Anquetin’s Aux courses comes at the end of the evolution of the sporting image. Just as French horseracing derived from British models, so did French painters interested in races look to English sporting artists for inspiration. These prototypes usually focused on the horses and the race rather than the spectators or surroundings. In Manet's great and highly modern The Races in the Bois de Boulogne (see fig. 1), the race is seen mid-action, the horses daringly cropped and in a blur of athletic action. Anquetin takes a different approach, subversively inverting this focus away from the central event itself.
This reversal of priorities is one of the ironies permeating the Impressionists’ depictions of social gatherings. Compositionally, Aux courses echoes one of Manet’s first large-scale society paintings, Music in the Tuileries Gardens, 1862, where figures engage in mutual admiration but whose interest in music appears nonexistent.
The loose painterly style of Anquetin’s Aux courses derives from Pierre-Auguste Renoir, whose depictions of high society, in particular Bal du Moulin de la Galette (see fig. 2), implicate the viewer in a web of gazes between subjects and objects. Like Renoir, Anquetin viewed the beau monde as an outsider, with the races affording an excellent vantage point.

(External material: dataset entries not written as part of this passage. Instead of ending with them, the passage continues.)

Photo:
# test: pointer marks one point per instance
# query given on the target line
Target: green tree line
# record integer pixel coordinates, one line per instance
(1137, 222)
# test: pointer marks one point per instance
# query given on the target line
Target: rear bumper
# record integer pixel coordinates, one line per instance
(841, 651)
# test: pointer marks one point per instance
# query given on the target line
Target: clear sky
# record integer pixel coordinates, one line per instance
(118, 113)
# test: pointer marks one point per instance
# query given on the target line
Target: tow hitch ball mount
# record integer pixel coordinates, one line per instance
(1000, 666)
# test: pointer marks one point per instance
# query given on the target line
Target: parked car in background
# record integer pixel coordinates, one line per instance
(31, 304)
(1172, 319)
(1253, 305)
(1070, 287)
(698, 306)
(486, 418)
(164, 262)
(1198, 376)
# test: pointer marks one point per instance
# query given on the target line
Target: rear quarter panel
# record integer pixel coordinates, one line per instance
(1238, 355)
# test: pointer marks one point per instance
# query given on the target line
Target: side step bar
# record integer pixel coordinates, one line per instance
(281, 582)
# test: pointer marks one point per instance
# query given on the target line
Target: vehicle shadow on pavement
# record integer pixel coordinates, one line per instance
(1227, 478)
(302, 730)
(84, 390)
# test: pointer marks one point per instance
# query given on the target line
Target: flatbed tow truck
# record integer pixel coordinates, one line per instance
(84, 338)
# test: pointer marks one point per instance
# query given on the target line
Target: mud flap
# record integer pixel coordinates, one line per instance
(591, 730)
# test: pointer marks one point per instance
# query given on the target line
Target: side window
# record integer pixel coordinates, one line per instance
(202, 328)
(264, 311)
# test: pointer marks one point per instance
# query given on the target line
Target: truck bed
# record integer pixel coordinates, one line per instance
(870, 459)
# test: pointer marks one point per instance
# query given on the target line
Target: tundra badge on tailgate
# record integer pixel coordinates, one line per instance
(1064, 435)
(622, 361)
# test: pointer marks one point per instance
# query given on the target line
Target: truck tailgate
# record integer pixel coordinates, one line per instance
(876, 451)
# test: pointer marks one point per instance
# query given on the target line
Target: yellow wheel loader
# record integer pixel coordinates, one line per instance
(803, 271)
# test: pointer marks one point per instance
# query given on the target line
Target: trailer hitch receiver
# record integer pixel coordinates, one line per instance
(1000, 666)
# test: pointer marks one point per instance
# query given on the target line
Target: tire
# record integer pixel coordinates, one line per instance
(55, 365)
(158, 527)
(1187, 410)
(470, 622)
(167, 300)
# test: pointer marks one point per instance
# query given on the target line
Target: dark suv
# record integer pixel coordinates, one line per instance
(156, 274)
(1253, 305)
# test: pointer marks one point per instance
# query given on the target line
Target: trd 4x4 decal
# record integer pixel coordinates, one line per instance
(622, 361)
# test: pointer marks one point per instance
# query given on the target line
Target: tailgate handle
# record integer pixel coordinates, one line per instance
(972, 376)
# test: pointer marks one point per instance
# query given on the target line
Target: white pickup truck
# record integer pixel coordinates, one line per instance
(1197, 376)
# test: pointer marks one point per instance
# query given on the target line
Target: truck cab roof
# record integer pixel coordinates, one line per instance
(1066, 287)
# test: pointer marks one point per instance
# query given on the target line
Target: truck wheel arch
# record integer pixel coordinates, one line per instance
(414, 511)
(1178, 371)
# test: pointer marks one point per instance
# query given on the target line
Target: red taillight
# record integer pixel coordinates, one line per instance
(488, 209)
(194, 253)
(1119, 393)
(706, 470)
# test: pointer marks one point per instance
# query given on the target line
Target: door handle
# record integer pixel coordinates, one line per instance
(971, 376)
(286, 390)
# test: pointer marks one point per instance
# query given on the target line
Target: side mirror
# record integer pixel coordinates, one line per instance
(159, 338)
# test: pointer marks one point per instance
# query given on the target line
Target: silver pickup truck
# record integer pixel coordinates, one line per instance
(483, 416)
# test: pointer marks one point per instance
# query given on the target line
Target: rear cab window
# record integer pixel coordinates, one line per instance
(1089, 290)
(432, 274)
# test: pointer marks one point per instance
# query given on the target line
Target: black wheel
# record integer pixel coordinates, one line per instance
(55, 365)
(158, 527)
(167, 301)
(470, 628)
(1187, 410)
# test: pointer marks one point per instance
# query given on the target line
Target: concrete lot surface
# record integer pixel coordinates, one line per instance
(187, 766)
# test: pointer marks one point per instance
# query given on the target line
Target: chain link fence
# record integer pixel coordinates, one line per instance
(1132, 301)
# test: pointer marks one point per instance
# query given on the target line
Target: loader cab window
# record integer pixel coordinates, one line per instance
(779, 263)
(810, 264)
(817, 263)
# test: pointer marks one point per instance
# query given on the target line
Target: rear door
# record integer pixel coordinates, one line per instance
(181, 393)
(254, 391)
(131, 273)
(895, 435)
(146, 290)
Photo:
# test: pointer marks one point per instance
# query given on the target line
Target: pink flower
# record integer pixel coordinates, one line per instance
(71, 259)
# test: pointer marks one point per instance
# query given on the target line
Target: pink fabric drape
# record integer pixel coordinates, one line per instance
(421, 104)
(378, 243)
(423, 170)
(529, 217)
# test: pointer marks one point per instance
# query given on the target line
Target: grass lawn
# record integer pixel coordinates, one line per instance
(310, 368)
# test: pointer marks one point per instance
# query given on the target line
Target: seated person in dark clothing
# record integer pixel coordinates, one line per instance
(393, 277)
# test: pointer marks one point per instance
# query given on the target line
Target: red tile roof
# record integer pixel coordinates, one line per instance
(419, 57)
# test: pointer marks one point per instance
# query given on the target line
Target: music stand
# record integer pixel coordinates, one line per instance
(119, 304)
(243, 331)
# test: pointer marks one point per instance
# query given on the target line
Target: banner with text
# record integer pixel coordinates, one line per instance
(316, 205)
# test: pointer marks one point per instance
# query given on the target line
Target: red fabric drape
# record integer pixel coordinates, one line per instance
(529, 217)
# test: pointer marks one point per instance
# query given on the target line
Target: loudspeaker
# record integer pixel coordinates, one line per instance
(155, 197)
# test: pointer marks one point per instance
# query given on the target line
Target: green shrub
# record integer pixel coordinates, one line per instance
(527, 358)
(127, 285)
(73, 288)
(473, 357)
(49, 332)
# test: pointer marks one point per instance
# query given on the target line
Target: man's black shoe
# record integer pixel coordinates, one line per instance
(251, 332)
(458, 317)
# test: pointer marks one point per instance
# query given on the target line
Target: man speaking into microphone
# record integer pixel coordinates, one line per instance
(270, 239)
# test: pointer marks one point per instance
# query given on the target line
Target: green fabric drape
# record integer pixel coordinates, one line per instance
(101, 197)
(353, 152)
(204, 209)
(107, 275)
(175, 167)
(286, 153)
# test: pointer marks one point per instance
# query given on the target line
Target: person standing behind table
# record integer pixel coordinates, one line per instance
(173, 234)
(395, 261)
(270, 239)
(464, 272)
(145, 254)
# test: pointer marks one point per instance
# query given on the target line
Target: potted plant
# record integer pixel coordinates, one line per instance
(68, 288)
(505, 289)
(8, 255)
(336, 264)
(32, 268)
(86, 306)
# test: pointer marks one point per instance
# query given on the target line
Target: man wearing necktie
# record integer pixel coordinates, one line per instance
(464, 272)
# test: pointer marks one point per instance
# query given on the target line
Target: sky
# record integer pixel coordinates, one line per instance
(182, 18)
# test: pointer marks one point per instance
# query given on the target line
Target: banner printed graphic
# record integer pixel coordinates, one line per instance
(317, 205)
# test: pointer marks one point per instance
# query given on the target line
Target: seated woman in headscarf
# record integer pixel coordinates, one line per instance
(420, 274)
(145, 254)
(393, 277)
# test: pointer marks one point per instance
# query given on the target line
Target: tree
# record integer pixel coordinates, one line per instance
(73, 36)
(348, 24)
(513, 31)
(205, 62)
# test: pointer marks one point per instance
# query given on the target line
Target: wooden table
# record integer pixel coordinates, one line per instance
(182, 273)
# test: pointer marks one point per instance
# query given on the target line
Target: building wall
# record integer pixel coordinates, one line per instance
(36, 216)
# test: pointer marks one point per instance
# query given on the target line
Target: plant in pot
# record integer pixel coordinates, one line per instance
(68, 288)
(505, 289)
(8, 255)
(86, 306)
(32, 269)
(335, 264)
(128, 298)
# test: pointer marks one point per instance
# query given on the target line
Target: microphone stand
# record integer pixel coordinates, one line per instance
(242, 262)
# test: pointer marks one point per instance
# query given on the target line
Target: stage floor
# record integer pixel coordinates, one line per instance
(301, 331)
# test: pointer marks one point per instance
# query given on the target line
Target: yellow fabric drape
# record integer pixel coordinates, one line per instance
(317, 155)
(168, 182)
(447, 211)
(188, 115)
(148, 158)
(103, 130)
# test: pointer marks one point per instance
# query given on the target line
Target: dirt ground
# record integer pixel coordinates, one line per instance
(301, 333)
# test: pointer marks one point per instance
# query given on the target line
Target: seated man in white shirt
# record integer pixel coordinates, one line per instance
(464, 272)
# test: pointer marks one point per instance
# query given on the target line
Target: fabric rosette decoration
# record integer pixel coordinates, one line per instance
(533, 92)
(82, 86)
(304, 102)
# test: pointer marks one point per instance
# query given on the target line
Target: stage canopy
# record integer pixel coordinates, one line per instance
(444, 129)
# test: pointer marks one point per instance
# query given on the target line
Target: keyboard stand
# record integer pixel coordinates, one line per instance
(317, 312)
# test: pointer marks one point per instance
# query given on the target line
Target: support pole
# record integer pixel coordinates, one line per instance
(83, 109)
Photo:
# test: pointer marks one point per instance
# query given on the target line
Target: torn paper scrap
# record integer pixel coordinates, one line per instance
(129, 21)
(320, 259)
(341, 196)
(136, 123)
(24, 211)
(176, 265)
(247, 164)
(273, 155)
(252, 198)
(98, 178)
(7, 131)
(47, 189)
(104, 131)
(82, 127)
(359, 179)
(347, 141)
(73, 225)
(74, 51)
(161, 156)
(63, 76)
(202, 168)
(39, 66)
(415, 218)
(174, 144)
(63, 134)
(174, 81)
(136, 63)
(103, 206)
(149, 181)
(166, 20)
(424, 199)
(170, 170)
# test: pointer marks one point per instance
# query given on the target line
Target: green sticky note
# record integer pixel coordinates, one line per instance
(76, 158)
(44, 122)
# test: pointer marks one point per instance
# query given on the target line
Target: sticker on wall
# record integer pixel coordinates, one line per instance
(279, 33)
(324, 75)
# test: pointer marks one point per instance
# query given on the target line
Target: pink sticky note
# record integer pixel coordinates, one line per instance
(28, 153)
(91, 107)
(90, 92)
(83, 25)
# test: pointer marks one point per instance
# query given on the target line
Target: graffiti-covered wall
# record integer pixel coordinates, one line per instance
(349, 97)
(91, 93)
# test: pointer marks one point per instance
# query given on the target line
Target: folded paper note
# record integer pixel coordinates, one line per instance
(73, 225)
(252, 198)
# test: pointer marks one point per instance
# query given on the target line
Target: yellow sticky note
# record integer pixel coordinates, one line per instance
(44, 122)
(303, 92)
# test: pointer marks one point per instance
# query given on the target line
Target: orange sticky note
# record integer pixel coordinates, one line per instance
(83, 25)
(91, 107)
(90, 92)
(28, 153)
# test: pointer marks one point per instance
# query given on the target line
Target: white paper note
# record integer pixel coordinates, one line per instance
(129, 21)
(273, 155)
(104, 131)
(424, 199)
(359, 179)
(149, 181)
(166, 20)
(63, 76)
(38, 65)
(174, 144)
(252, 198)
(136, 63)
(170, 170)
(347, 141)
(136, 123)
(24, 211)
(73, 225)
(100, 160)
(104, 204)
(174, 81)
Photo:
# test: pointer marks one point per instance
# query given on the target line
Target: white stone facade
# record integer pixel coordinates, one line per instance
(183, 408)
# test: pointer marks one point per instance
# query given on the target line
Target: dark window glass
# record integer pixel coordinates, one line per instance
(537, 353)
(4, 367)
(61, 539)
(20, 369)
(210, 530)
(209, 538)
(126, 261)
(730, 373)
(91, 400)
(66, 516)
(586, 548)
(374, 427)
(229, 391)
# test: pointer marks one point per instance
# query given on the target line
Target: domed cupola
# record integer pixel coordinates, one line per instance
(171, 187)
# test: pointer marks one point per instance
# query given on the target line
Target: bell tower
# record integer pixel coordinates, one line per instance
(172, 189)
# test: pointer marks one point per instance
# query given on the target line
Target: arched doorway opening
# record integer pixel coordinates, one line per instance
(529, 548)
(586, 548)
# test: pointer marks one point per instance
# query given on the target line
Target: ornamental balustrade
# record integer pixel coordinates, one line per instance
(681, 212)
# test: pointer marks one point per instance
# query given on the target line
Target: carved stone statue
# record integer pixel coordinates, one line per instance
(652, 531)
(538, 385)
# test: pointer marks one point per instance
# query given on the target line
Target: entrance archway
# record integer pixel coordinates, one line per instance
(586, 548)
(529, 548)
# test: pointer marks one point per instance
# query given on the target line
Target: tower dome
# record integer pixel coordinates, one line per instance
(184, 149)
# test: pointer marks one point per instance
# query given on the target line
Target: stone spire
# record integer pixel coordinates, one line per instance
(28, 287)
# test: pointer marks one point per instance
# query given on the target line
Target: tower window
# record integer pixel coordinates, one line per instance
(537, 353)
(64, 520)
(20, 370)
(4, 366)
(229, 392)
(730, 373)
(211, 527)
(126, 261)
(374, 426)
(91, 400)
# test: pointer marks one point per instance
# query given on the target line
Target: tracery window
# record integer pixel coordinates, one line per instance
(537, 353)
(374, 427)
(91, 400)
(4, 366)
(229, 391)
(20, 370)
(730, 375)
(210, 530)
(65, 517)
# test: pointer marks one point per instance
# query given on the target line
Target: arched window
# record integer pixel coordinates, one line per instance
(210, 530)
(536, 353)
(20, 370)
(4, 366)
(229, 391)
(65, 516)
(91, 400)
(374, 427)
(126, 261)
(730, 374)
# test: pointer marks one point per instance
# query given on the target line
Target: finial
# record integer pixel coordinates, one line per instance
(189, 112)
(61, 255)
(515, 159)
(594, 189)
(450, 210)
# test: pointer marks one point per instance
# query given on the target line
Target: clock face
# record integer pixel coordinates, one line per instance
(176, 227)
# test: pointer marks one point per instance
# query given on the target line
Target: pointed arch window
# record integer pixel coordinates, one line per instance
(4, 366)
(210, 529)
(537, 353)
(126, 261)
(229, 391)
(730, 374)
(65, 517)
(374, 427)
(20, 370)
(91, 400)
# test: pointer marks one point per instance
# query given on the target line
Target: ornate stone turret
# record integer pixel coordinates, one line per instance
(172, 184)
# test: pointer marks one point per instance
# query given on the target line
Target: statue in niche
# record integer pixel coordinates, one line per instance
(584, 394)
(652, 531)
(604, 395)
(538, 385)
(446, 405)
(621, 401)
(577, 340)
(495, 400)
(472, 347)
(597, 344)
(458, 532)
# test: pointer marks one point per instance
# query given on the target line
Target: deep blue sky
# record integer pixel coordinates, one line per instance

In 1869 Larousse noted that: "It is not precisely the love of horses that drives so many spectators to the races... [The] masses…are always eager to go there, where they know that they will meet people from high society; the most elegant women and the most extravagant ‘toilettes’...and it is there that the fashionable courtesans show themselves in the whole splendour of their dazzling costumes."
For Anquetin, who was on familiar terms with Lautrec, Bonnard, Seurat, Gauguin, van Gogh and Signac, exploring new modes of looking was second nature. In Aux courses he subverts the traditional sporting picture and creates a boldly experimental modern work.